* Writedown for brand cull weighs on profit
* Brexit hurting professional staffing in UK
* CEO sees potential in France as labour reforms take effect
* Shares fall nearly 2 percent in early trade (Adds CEO comments, analysts, share price reaction)
By John Revill
ZURICH, Nov 7 (Reuters) - Adecco reported worse-than-expected third-quarter earnings on Tuesday as the world’s largest staffing company took a hit from a big writedown for culling the number of brands it operates around the world.
The Swiss company is cutting its brand portfolio from 70 to less than 10 - and as a result took a 129 million euro ($149 million) one-off non-cash charge to net profit.
Adecco -- which operates globally under names including Adia, Badenoch & Clark, Lee Hecht Harrison, Modis, and Yoss -- wants to consolidate its brands to make the most of digital opportunities and give the brands a clearer identity, Chief Executive Alain Dehaze said.
“Imagine maintaining 70 brands in a digital world -- it is a nonsense,” Dehaze told Reuters. “It is better to focus on a fewer, more distinct brands.”
The process will be completed in the next six to eight months. It did not say which brands would go.
As a result of the write-down, Adecco’s net profit fell by 29 percent to 123 million euros ($142.8 million), missing the average estimate of 212 million in a Reuters poll.

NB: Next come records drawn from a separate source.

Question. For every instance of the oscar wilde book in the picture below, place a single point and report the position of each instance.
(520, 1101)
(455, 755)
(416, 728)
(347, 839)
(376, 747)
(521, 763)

Sales for the three months ended Sept. 30 rose 2 percent to 5.9 billion euros, missing the 6.01 billion euro poll average.
When currency swings and changes in working days were taken into account, revenues grew 6 percent -- the same as the previous three months -- with strong growth in France, Italy, Spain, Belgium and the Netherlands.
Analysts and investors were unimpressed, sending Adecco shares down 1.9 percent.
Baader Helvea analyst Christian Weiz called the results “surprisingly soft....despite a seemingly positive environment”.
“Margins were under pressure in the important French and North America/UK markets, while investments in strategic initiatives and impairments on intangible assets burdened the operating and consequently the net result, which clearly was below expectations,” Weiz said.
Staffing companies are a bellwether for the health of the wider economy, with employers often taking on temporary workers at the start of a recovery before switching to permanent staff.
Adecco said revenue growth accelerated to 8 percent in September.
“Definitely there will be growth (in the fourth quarter), but the question is will there be an acceleration from the third quarter?” Dehaze said. “We are entering the fourth quarter slightly above the third quarter, but we have a tough comparison.”
In the third quarter, revenue rose 6 percent in France, its largest market.
Dehaze said he saw more potential in France as President Emmanuel Macron’s labour reforms took effect, but he was gloomier about Britain, saying Brexit uncertainty was impeding recruitment among professional staff like finance professionals.